A combinação destes factores, a escalada dos confrontos em Kiev e a radicalização de sectores nacionalistas levaram a falar no risco de “desintegração da Ucrânia” e, até, na ameaça de guerra civil — uma “guerra por procuração” entre Moscovo e a aliança ocidental, travada por ucranianos. Um fantasma simbólico na Europa de 2014, ano do centenário da I Guerra Mundial.

O que diz o mapa
A Ucrânia é um país à procura de uma identidade ou combinando várias identidades. O termo ukraina quer dizer fronteira ou confim.

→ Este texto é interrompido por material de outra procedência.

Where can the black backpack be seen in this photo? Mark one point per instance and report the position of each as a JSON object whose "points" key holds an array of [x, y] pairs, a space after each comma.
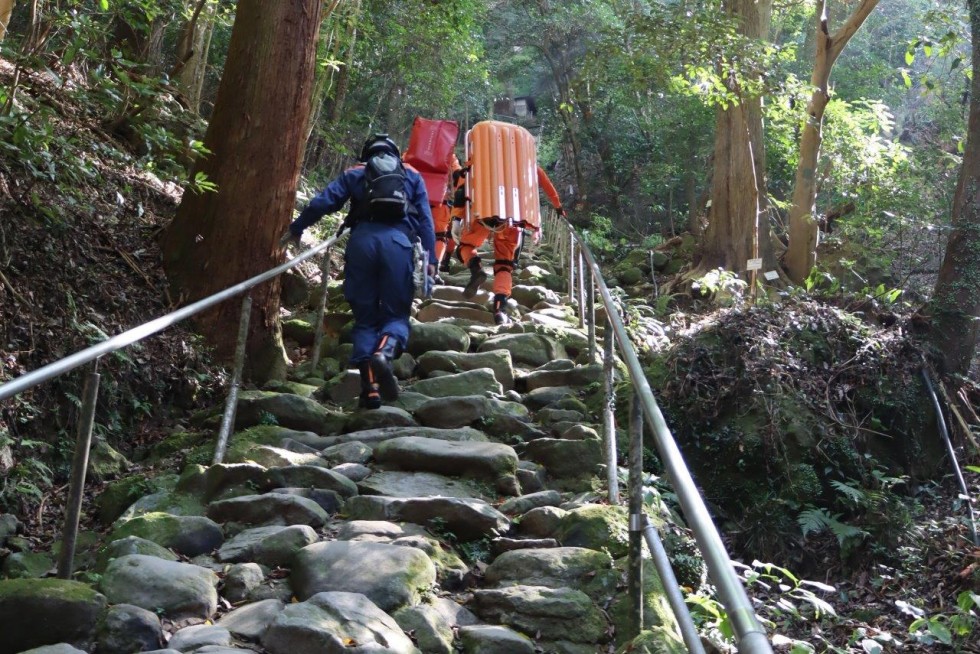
{"points": [[385, 199]]}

Um país na encruzilhada de impérios está sujeito a muitas vicissitudes. O actual território ucraniano passou por vários domínios: o Estado polaco-lituano, a Rússia czarista, o Império Austro-Húngaro e o Império Otomano. Por fim, Estaline recompôs à sua maneira este puzzle político-geográfico. Na Ucrânia Ocidental prevalece a herança austríaca e há uma forte ligação cultural e económica com a Polónia. A Ucrânia Oriental é russófona e está umbilicalmente ligada à Rússia. A Crimeia foi um território russo desde o século XVIII mas foi “oferecido” à Ucrânia por Nikita Khruschtov em 1954. O “país central”, onde está Kiev, é uma mistura disto tudo.

Os contrastes da Ucrânia são patentes mas há grande interdependência entre as regiões. Identidades culturais diversas não significam a inexistência de identidade nacional — ela existe. O Donbass, coração do Leste ucraniano, quer manter laços estreitos com Moscovo mas não quer ser integrado na Rússia. A região ocidental quer, inversamente, que a Ucrânia se afaste de Moscovo, mas não a secessão. Em si mesmo, o mapa não é determinante. Mas reflecte-se no conflito: na Ucrânia Oriental, por exemplo, há crescente oposição a Ianukovich mas não hostilidade à Rússia.

A dimensão geopolítica
A Polónia tem sido, desde o fim da URSS, o principal advogado da integração da Ucrânia na esfera ocidental. Considera que a independência de Kiev perante Moscovo é uma garantia da sua própria segurança. A tese de Zbigniew Brzezinski — polaco de nascimento — segundo a qual a Ucrânia determina a natureza da potência russa é partilhada em Varsóvia: “Sem Ucrânia, a Rússia deixa de ser um império euro-asiático.”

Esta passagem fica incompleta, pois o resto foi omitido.